Suddenly a funny little idea popped into his mind, referring to a strange but no way impossible future... He couldn't hold back a little lopsided smile, when he asked: 'Do you know what you risk? Let's suppose that twenty years from now you are giving an interview to the Daily Prophet and Rita Skeeter is asking you,' he tried his best to imitate Rita's fake kindness and elaborate style, '"Minister, while we congratulate you on your winning, we cannot deny the apparent fact that our readers aren't interested only in your political plans, but your private life as well; let's take, for example, your husband – whose name I couldn't recall right now – how could you choose him of all the men?

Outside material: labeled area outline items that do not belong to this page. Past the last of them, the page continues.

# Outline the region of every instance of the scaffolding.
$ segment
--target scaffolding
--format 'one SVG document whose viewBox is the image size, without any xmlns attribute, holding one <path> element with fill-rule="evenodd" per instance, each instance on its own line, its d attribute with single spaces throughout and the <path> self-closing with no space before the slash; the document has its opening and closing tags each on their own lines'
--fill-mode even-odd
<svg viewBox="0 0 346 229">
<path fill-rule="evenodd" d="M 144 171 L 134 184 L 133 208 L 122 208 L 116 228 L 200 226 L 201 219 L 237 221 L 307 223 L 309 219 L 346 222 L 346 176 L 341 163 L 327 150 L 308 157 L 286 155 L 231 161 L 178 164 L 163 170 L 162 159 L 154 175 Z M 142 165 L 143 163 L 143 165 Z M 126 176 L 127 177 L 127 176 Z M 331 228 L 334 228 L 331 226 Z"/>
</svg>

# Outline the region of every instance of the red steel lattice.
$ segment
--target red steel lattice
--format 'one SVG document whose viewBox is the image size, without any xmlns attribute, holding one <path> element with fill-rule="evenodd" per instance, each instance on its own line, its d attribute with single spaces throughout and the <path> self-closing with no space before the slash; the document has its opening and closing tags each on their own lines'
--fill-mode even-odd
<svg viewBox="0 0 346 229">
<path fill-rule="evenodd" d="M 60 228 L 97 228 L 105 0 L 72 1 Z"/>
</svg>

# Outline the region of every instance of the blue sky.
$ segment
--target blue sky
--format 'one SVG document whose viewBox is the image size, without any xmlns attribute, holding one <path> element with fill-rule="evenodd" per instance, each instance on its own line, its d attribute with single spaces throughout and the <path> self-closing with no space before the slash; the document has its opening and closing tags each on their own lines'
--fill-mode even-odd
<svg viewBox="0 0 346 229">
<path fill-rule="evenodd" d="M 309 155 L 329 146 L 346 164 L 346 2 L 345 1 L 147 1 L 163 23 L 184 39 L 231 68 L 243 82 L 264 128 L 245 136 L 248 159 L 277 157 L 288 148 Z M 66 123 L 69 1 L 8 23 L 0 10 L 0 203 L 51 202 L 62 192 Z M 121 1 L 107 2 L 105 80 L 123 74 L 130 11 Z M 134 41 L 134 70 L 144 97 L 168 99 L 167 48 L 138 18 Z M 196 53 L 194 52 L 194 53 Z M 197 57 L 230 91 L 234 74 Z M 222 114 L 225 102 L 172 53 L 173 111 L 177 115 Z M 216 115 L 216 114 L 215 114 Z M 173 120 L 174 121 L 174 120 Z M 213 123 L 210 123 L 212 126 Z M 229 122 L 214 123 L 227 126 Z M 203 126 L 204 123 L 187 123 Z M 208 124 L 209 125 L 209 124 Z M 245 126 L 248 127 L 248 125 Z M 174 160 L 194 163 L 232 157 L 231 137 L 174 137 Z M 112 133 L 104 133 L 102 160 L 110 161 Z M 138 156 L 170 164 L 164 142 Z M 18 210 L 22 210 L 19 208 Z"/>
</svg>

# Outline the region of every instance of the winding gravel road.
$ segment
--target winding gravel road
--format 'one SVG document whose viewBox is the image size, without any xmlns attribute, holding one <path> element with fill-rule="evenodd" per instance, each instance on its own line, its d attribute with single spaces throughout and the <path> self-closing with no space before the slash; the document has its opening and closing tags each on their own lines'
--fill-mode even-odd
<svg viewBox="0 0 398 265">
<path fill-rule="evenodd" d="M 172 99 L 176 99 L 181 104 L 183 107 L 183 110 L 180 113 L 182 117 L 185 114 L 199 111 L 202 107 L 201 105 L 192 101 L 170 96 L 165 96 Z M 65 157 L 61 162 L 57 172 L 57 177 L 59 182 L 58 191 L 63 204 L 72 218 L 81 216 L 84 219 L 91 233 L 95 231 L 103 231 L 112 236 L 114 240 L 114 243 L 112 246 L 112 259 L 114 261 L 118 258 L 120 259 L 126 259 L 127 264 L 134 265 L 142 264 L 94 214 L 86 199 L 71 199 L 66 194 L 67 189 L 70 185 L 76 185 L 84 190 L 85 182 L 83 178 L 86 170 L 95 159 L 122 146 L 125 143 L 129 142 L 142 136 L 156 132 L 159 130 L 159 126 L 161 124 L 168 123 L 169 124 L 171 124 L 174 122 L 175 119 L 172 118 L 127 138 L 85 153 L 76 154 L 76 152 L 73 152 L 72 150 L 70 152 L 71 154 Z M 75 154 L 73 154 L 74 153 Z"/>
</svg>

Oh, yes, I remember now, there was that unfortunate Thicknesse Law... Hard times they were, indeed... Accept my honest compassion, Minister."'

'So you see now what I mean: should this really happen, I want to answer that I live with the man I chose, I don't need any excuse or justification.'

'Then what should we do now?' he asked again.

'Just take me home – home, to Longbottom Hall.'

Neville was about to protest about how improper it would be, but a second later he knew it would just provoke another quip about etiquette-books that were outdated by a hundred years.

'But you have moved out,' he found a more concrete objection, 'you have taken away your clothes, and everything...'

'Have I really?' she asked with a playful smile. 'Did you see me packing?'

Ne, he remembered, he did not see her packing; actually, he hardly saw anything at all, he might have spent the past few days in a state like delirium...

'You never wanted to actually move out?' he asked in disbelief. 'How did you know that I...' take you back he wanted to say, but that would have been too rude, so instead he finished otherwise, '... would come here tonight?'

'I did not know, I only hoped – now that the circumstances do not force you, you might say no: either permanently or only to give each other a few months to think of –'

'Oh no, that won't be necessary,' he hastened to protest. 'We can leave right now, if you are sure that...'

'You mean that if I am sure that I want this, or if I am sure that it will work fine?

'The answer is a yes for the first question, and as for the second: we can only hope, it depends only on the two of us, doesn't it?' she gently touched his hand and look in his eyes. 'I know you feel insecure, and maybe resentful; I do feel so myself; I don't blame you, and I ask you not to blame me... I'd like us to start it again, but this time of our own will, without being forced.'

Preparing to leave, Neville wandered, maybe Hermione was right – true to her habit of being right – maybe this day was not the end of their life together, but the beginning of it. Not that all his doubt and fear suddenly left him... most likely never in his life he would be absolutely sure that he was the man who is good enough for her; but still, now he felt he had a chance to try to become that man.